There is an initial temptation to choose an aligner based on whether it is fast and produces alignments that ‘look good.’ Many of the aligners are considerably faster than Pairagon. GMap, sim4, Spidey, BLAT, Spaln, Splign and Xat all run each alignment in less than a second on average, where Pairagon, even with its optimizations, takes 60 s on average. See Section 5 in Supplementary Material for exact numbers. The other aligners also produce what appear to be reasonable alignments: they align most of the cDNA, have logical splice sites and a small number of mismatches and indels. Our experiments, however, allow us to discern the correct alignment, which frequently does not ‘look good.’ Figure 5b shows a correct alignment with a mismatch as the final base, which is counter-intuitive to many. Figure 5c has a large insertion near the splice site, to which manual annotators might raise objections. However, we know from our constructed reference annotation that these are the correct alignments. Clearly, one cannot tell when an alignment is correct just by looking at it (Lunter et al., 2008).
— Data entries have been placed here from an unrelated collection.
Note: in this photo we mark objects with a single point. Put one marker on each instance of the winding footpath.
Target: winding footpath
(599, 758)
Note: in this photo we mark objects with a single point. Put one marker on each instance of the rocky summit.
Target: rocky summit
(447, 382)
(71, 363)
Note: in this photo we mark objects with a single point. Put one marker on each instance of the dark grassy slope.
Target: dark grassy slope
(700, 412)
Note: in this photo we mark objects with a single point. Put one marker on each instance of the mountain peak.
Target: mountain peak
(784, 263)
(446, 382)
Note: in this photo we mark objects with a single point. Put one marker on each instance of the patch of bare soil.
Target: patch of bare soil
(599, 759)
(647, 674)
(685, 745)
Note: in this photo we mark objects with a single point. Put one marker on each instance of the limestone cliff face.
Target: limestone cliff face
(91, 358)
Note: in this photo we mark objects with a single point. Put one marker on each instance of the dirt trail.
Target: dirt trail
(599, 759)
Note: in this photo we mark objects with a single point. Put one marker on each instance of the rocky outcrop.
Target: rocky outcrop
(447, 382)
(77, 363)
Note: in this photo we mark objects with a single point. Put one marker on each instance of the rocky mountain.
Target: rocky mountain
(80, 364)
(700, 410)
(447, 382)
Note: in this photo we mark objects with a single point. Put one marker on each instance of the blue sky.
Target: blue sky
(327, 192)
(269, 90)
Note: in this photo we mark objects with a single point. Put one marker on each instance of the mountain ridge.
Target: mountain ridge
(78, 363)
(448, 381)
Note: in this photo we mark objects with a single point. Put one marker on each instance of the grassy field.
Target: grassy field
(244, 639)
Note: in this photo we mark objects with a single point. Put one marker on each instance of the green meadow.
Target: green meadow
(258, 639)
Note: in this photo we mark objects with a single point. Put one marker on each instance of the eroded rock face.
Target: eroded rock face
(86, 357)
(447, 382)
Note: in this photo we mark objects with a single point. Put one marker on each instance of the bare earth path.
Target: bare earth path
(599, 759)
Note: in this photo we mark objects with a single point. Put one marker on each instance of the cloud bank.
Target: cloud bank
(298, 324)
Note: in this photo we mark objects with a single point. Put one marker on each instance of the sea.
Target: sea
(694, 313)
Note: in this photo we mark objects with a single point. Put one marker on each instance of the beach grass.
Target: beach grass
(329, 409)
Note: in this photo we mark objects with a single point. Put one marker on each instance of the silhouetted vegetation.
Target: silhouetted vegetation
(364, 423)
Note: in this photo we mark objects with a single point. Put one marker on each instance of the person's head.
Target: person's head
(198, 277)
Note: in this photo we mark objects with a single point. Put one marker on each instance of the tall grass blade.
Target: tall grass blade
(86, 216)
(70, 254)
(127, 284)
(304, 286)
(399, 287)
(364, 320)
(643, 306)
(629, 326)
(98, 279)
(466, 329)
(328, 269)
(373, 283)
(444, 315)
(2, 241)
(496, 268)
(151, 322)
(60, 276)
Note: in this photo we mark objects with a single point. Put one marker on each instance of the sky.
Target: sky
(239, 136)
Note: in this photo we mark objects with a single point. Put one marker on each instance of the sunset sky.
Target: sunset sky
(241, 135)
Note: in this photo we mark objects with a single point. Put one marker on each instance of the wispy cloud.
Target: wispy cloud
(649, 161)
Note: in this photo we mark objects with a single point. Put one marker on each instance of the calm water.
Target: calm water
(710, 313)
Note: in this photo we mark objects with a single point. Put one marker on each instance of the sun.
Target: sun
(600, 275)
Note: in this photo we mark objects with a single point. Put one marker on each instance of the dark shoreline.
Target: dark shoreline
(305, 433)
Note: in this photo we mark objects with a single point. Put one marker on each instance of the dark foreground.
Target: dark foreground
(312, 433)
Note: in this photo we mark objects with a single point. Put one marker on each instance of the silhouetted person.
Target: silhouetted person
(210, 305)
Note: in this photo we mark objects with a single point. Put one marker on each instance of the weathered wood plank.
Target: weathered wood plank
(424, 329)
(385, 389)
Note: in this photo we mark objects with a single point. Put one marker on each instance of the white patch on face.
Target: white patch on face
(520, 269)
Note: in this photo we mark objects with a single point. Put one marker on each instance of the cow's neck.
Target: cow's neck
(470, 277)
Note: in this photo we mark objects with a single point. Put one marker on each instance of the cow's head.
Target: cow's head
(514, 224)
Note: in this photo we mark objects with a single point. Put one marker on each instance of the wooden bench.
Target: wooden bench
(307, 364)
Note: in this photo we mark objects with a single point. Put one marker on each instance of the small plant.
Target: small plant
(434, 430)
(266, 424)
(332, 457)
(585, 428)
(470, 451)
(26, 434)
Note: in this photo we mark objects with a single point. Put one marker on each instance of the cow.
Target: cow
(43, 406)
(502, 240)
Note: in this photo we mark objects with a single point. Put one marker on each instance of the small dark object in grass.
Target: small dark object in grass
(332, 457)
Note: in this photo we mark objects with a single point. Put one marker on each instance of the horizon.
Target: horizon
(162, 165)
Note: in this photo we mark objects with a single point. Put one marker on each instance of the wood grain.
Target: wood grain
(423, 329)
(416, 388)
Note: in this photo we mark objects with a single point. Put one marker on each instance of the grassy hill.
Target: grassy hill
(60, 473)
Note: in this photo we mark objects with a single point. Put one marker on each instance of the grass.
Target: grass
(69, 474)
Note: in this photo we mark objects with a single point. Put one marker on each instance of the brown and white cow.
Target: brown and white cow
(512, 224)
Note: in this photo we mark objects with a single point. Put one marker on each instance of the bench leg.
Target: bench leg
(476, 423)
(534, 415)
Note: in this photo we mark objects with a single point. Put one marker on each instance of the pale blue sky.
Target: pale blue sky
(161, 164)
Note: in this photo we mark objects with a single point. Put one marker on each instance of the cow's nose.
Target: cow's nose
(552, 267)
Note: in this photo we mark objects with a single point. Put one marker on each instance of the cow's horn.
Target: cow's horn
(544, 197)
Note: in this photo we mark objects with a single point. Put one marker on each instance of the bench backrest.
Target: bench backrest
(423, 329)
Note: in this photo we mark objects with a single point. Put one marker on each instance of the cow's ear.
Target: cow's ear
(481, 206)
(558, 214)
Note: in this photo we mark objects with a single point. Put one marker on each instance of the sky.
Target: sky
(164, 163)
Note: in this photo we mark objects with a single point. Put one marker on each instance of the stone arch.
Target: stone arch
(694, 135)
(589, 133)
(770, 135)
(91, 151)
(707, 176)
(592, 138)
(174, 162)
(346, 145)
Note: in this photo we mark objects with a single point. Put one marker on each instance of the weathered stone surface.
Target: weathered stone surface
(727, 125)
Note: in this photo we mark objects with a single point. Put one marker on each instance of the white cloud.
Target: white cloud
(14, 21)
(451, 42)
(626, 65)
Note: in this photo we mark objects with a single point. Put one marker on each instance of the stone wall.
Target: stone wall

In separate experiments, we attempted to improve the speed-accuracy trade-off by running a fast aligner first, using a set of automatically computed metrics to determine whether the alignment seemed to be good, and if not, running Pairagon, which is slower but more accurate. However, none of the metrics could identify bad alignments often enough to achieve accuracy comparable to that of running Pairagon every time. The only marginally useful metric was the percent identity, which allowed us to choose either the same- or cross-species model for Pairagon. Other than that, we could not find any way to decide, on a case-by-case basis, which aligner to use. As a result, we are left with the original speed-accuracy trade-off: use the aligner whose average accuracy in a simulator is as great as possible, subject to the limits of available computing power. If you want high accuracy, such as delivered by Pairagon, for all of your alignments, you need to take the speed hit.
In this article, we introduced Pairagon and showed that it is an accurate alignment program for both high- and low- identity sequences. The key to its success is an intense focus on the underlying model of correct alignments, whatever the computational cost may be. By building a more realistic (and more complex!) probabilistic model of correct alignments, Pairagon is able to discern exon–intron boundaries with accuracy surpassing all other aligners we tested.
We are grateful to Jeltje van Baren for helping us think about individual alignments.
Funding: National Genome Research Institute under ENCODE Project (grant U54 HG004555); modENCODE Project (grant U01 HG004271).
Conflict of Interest: none declared.